Why Climate Change Has Become a Religion of Power
”Modern man no longer believes much in God, but he does believe – and a lot – in ’science’. ”
by Francisco Javier Santas, https://reseauinternational.net/pourquoi-le-changement-climatique-est-devenu-une-religion-du-pouvoir/
“ Climate dogmatism ,” could be read in the slogans that the Minister of Equality in Spain, Ana Redondo, distributed to her supporters about the Valencia disaster. And she added: “ This is our time .” I wonder what is in someone’s head to think that a tragedy that has caused more than two hundred deaths is “ our time .” But let’s look at this other first phrase: “ Climate dogmatism .” Dogmatism! It is a confession. And it is an eloquent demonstration that the doctrine of anthropogenic climate change is today the ideology of power.
Let's look at this a little more closely. Climate change exists. This is a historical fact. It is even a pleonasm, because the climate changes by nature. Any history buff could name three or four moments when a change in climatic conditions caused major changes in human societies. It may be that we are facing one of these changes today or, on the contrary, that we have experienced a brief cycle within a larger cycle. It is not easy to know, because climate science is one of the most imprecise there is: so many factors intervene at the same time and are so difficult to measure on a human scale that any axiom is necessarily relative (there is therefore no axiom).
In this context, the theory of global warming is only a hypothesis, and the attribution of this warming to human CO2 emissions makes this theory even more risky, because it is improbable in the strict sense of the term. Certainly, the dominant discourse today is moving from "warming" to "emergency", that is to say to a context that also includes cold, but in this case, is it still valid to blame CO2? On the other hand, if we accept the doxa of climate change via CO2, why do we adopt in its name policies that seem to aim to accentuate the negative effects of change, such as the removal of natural barriers?

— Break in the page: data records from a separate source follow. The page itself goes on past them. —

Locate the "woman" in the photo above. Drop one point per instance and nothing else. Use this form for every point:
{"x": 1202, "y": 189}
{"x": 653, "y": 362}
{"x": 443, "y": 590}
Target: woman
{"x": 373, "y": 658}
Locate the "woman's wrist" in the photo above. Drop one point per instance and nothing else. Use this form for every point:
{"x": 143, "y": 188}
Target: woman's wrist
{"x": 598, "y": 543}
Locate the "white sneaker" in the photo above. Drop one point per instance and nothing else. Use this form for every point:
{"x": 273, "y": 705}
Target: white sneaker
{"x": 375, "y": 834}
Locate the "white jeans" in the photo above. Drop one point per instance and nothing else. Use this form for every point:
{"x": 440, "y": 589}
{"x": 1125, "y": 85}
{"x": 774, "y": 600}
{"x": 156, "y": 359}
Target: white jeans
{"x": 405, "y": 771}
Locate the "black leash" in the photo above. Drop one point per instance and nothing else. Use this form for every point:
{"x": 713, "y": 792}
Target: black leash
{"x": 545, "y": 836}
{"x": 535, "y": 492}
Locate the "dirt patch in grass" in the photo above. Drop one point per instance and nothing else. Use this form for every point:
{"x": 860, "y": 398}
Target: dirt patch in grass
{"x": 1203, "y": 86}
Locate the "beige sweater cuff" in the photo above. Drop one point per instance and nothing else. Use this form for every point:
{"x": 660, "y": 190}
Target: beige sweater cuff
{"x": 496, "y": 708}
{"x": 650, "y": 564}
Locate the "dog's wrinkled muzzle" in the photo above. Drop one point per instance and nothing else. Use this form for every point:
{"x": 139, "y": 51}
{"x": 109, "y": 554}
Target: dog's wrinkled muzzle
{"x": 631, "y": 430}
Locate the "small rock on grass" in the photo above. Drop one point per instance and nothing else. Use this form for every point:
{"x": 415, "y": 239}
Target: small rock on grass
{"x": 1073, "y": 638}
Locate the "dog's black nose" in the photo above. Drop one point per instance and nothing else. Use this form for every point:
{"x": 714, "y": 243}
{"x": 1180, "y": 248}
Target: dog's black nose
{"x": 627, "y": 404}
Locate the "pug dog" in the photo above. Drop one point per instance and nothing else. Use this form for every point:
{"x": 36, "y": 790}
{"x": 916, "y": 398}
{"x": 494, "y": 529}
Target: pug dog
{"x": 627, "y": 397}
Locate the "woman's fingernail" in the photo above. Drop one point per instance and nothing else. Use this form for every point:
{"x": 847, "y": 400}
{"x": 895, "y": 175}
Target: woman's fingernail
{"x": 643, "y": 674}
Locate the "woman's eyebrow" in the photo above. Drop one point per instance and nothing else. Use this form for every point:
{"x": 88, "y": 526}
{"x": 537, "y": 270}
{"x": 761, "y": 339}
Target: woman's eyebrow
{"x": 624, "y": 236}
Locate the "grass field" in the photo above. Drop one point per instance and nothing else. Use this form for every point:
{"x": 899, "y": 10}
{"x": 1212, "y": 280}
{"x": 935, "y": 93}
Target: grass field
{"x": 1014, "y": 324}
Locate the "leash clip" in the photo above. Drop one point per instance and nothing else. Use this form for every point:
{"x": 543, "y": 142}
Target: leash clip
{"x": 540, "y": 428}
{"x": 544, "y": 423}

What I say here does not teach the reader anything new: these are questions that everyone asks themselves when thinking about them. I am simply trying to show that in this discourse, there are more uncertainties than certainties and more contradictions than convictions. But precisely, the big question is to know why "climate change" remains despite everything at the center of the discourse of power in the West (and moreover only in this West). This is where public opinion tends to bend over backwards: if most institutions agree on the same discourse, it is because it is true. But this argument is so naive that it can only be suspect. If the power in place agrees to defend an idea to the end ("dogmatically", Minister Redondo would say), can we really think that it is out of love of the truth? Wouldn't it be wiser to demonstrate a minimum of critical sense? Starting with the essential question: what profit does the power in place draw from all this?
Normally, when power seeks to make a profit, it is always about granting itself more power. It is in its very nature. But we must understand that power today, in our world, lives in spaces that are no longer the same as they were a century ago. The expression "global power" often elicits wary glances or suspicious smiles: it resembles (even today) a conspiracy theory and, at best, it is dismissed as a kind of abstract "intellectual construction" without foundation in everyday political reality. Yet nothing that we have experienced for half a century in the field of power can be understood without it.
The dominant trend in the contemporary world, which accelerated after the collapse of the Soviet bloc in 1989, is the construction of transnational, that is, global, power structures that aim to structure the world according to an increasingly homogeneous political and economic system. Historically, this goal has been the permanent ambition of the great ideologies of modernity.
Politically, it is the natural vocation of a hegemonic superpower identified with what is called the "Anglosphere" and whose epicenter is the United States, even if its spirit is no longer that of American national imperialism. Economically, it is the logical consequence of the current financial phase of capitalism, which is no longer content with national or continental spaces (as in its previous industrial phase), but needs the widest possible markets to develop, without political (state) barriers holding it back. What is called "world power" is the result of these three processes.
To build such power and make it willingly accepted, it is essential to convince citizens that we need supranational bodies to govern us. How can we generalize such a conviction? By making everyone believe that we are facing challenges that far exceed the possibilities of a state; challenges that are truly global, planetary. For example, an imminent threat of destruction of the Earth due to… climate change. A threat that, of course, we can stop if we all obey the redeemers.
Modern man no longer believes much in God, but he does believe – and a lot – in science. If “science” orders it, modern man will accept any sacrifice at its fair value. For example, paying the cost of an energy revolution that will only benefit the owners of the new energy sources. And also, for example, that of seeing his freedoms reduced under the diktat of a new transnational elite that finds in the new faith – the global climate religion – a legitimacy superior to that of any democracy. Thus, the interests of one and the other converge to build a new framework of power that the initiates will know how to take advantage of. “ This is our moment ”, indeed. Theirs.
“ Shame, shame, shame ,” the same Minister Redondo once cried from her seat, in one of the most grotesque reactions in the world history of parliamentarianism. Shame, in fact, of a ruling elite capable of confronting a colossal human tragedy and putting it at the service of its own power project. Yes, “climate dogmatism.”